- Born: 1951 Locri, Italy
- Died: October 13, 1997 (aged 45–46) Locri, Italy
- Cause of death: Murdered (shot)
- Occupation: Capobastone
- Organization: Cordì 'ndrina
- Known for: Head of the Cordì 'ndrina
- Allegiance: 'Ndrangheta
- Criminal charge: Murder (suspected)

= Cosimo Cordì =

Italian criminal (1951–1997)

Cosimo Cordì (/it/; Locri, 1951 – Locri, October 13, 1997) was a member of the 'Ndrangheta, a criminal and mafia-type organisation in Calabria, Italy. He was the head of the Cordì 'ndrina based in Locri, a hotbed of 'Ndrangheta activity. The Cordì 'ndrina is involved in a long blood feud with the Cataldo 'ndrina, from the same town, since the end of the 1960s.

His brother Domenico Cordì, was killed in Locri on June 23, 1967, in the so-called Piazza Mercato massacre, which signed the beginning of a long blood feud with the Cataldo 'ndrina. The motive for the elimination of Domenico Cordì was the alleged fleecing of some 1,700 cases of cigarettes that were smuggled into Catanzaro by Sicilian mafiosi of the Tagliavia and Spadaro families in Palermo to Antonio Macrì, the undisputed head of the 'Ndrangheta in Siderno allied with the Cataldos.

Cosimo Cordì took over as the head (capobastone) of the clan with his other brother, Antonio Cordì – known as ‘U Ragiuneri. Antonio Cordí was also a municipal councilor for the Italian Socialist Party (Partito Socialista Italiano – PSI) and a powerful vote broker in national elections.

Cordì was arrested in March 1991, suspected of killing the brain surgeon Domenico Pandolfo who unsuccessfully operated Cordìs’s nine-year-old daughter Paola suffering from a complicated brain tumor.

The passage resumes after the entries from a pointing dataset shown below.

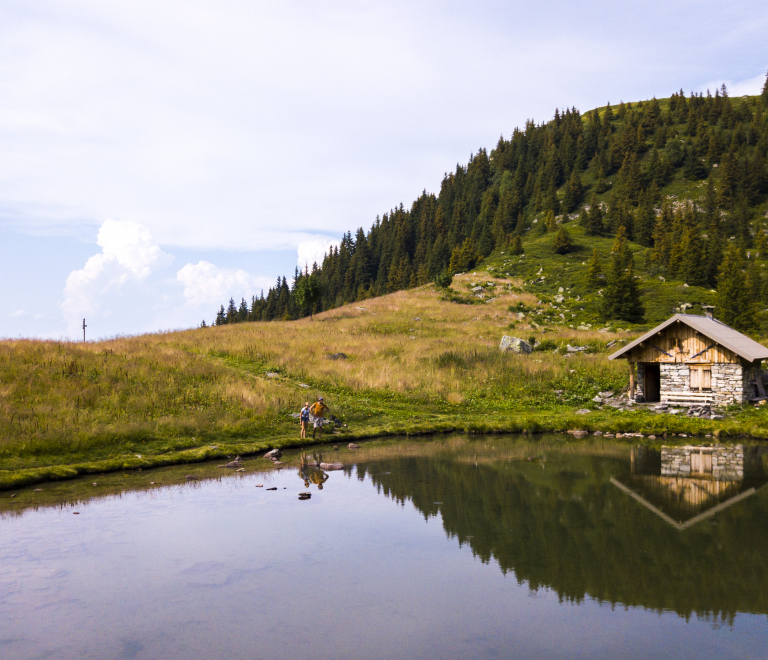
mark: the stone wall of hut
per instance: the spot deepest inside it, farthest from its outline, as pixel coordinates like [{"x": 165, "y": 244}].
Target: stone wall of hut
[
  {"x": 727, "y": 462},
  {"x": 731, "y": 383}
]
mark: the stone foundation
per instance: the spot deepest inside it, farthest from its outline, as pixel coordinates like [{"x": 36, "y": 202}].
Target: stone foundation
[
  {"x": 640, "y": 388},
  {"x": 731, "y": 383},
  {"x": 727, "y": 462}
]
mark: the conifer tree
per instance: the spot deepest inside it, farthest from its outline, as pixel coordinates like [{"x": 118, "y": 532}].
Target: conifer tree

The girl died after three days and Pandolfo was killed in retaliation.

In the ongoing feud with the Cataldo 'ndrina, Cordì was killed on October 13, 1997, in Locri, while on a bicycle in the company of his nephew Salvatore Cordì. His pupil, Pietro Criaco is said to have moved through the spectating crowd to kiss his boss goodbye, whose head had been nearly blown away in the attack. The Locri football club mourned the death of the boss with one minute of silence at the start of a game. His brother Antonio Cordì, ‘U Ragiuneri, took over the leadership of the clan.